The Internet Advertising Bureau maintains a list of standard sizes for online ads. There is no requirement to comply with the IAB's sizes, but it can be a good way to get start. Plus, building around these sizes may help increase the likelihood that your ad sizes will match ad creatives that a prospective advertiser already has.
Although all printed publications have a "rate card" that lists prices for various sizes and frequency of ads, the same has not been true for websites. Some sites have pricing listed in an online media kit. Others require potential clients to contact a staffer to get more information. Having a rate card allows you to provide information quickly to those who inquire. At the same time, it may set a price that is too high for some potential buyers. Not having a rate card requires you to negotiate every sale individually. This is time-consuming but enables you to modify your prices to your advertisers' budgets and create custom packages that reward higher-volume advertisers. In the end, you'll need to decide which model will work best for your site.
The world of online advertising changes constantly. Every year a new ad size, technology or placement becomes popular with advertisers. Regardless of how good your ad units are today, tomorrow someone will come along and ask you to place a bigger ad in a more intrusive place.

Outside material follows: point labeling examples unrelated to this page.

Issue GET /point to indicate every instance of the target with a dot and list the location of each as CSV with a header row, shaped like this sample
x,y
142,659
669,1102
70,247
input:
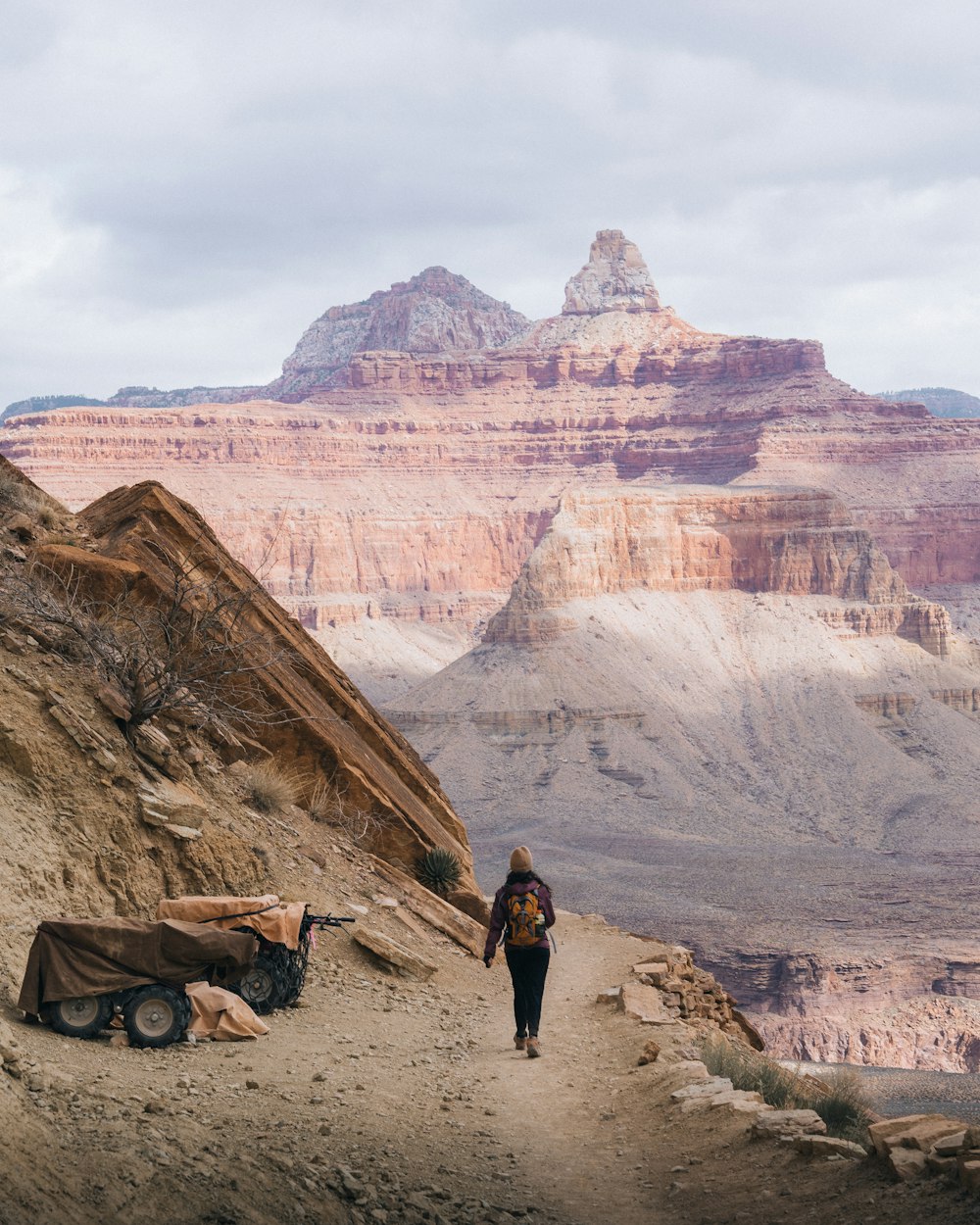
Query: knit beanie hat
x,y
520,860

So how does a good online publisher or editor develop guidelines and standards that continue to hold throughout all the changes? There isn't a perfect method. Perhaps the best way is to consider what you're trying to avoid in general.
Some questions to evaluate new ad opportunities:
- Does this ad get in the way of providing a good user experience?
- Does it greatly inhibit a user's ability to get to the editorial content?
- Is it still clear which part of the page is advertising and which part is editorial?